Sahel means "edge of the desert” in Arabic. This portion of semi-arid land stretches across Africa south of the Sahara Desert. Historically, people who lived here practiced sustenance (or subsistence) agriculture, but it had experienced bouts of drought that started in 1968.
This country’s name, Burkina Faso, means “land of honest men.” It has suffered poverty both because of droughts and military takeovers. The nation also struggled in the fight for human rights but did break away from colonial French rule by 1960.
Cameroon has a longstanding history of battling destitute economic conditions and low quality of living according to the United States' standards.

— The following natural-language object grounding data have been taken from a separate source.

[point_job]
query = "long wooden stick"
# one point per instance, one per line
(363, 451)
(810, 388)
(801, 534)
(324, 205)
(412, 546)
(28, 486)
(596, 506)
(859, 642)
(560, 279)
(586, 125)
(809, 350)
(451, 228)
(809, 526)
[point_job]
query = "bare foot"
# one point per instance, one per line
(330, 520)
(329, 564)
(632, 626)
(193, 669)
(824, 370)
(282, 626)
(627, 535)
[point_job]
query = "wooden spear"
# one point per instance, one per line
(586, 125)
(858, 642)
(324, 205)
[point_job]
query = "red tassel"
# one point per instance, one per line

However, they did experience some periods of prosperity after their independence in 1960.
Violence heightened in this area in 2016, and it’s still going on as of April 2022 as the country fights for its Anglophone territories.

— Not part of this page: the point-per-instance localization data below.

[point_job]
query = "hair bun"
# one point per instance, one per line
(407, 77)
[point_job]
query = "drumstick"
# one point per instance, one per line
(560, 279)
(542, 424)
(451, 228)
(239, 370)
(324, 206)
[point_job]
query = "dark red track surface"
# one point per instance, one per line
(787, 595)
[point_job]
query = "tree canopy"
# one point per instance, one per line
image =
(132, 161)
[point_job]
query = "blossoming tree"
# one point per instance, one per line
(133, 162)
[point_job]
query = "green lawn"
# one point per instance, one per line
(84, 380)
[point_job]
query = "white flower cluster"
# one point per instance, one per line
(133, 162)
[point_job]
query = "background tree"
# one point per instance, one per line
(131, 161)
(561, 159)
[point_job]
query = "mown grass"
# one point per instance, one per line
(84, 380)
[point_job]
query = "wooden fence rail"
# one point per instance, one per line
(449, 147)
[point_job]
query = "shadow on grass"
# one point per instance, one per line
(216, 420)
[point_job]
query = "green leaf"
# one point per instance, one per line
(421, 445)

In 1960 the U.S. formed a diplomacy with Chad, according to the Department of State. This area had experienced about 50 years of local unrest. As revealed in May 2020, the country became vulnerable to Libyan and Liberian violence. Chad reportedly hosted about 470,000 refugees during this time.

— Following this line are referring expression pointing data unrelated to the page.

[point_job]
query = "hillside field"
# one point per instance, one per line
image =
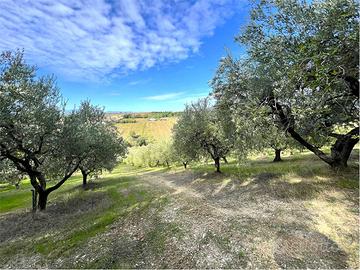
(157, 130)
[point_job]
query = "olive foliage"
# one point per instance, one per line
(302, 69)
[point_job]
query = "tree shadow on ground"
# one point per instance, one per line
(56, 217)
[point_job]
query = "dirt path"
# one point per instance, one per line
(199, 220)
(229, 223)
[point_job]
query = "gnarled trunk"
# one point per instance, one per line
(43, 195)
(277, 155)
(340, 151)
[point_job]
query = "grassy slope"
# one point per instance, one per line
(76, 217)
(153, 130)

The Gambia classifies as a “military republic.” It also has one of the densest populations of all African countries. More than half of its people live in urban areas or in neighborhoods directly connected to them.
This landmass used to submit to British rule as a colony, but it gained its independence in 1965.
In July 2020, The USA Today ranked Guinea as the 24th poorest country in the world.
Only about one-third of this nation’s residents have electricity, a phenomenon unheard of in developed countries, such as the U.S. or Japan. Just 32% of the people living here can read and/or write, making it one of the places with the highest illiteracy rate.
At best, about 5% of Mauritania’s land could sustain crop growth. It is, however, one of the least populated places in the world. Most of the people who do live here reside in urban areas as reported by 2017.
Central portions of Mali reside in the Sahel zone, and northern parts of it reach into the Sahara Desert. Towards the south, that’s where more grassland occurs. It’s largest city and capital is Bamako, and that’s where most of its people live. About 90% of it consists of Muslims.
This classifies as one of the Sahel countries according to the United Nations. However, 65% of it includes Saharan Desert land. Most people in this nation live in the south. It has large portions of the world’s uranium sources, but it still remains a poor country.
Nigeria has a diverse number of people and languages within its borders. Abuja became its capital as of 1976, but its former capital, Lagos, still remains a leading commercial and industrial center as of April 2022.
It became independent as of 1960 but still continued commonwealth status. It apparently holds the status has the most people living within it of all of Africa.
Like many Sahel countries, Senegal achieved its independence in 1960. A report made after 2020 indicated that only about 40% of this nation’s farmlands has electrical power. It apparently has a stable political environment right now, but it still could use some economic improvement.
Burkina Faso, Cameroon, Chad, The Gambia, Guinea, Mauritania, Mali, Niger, Nigeria, and Senegal are all Sahal countries.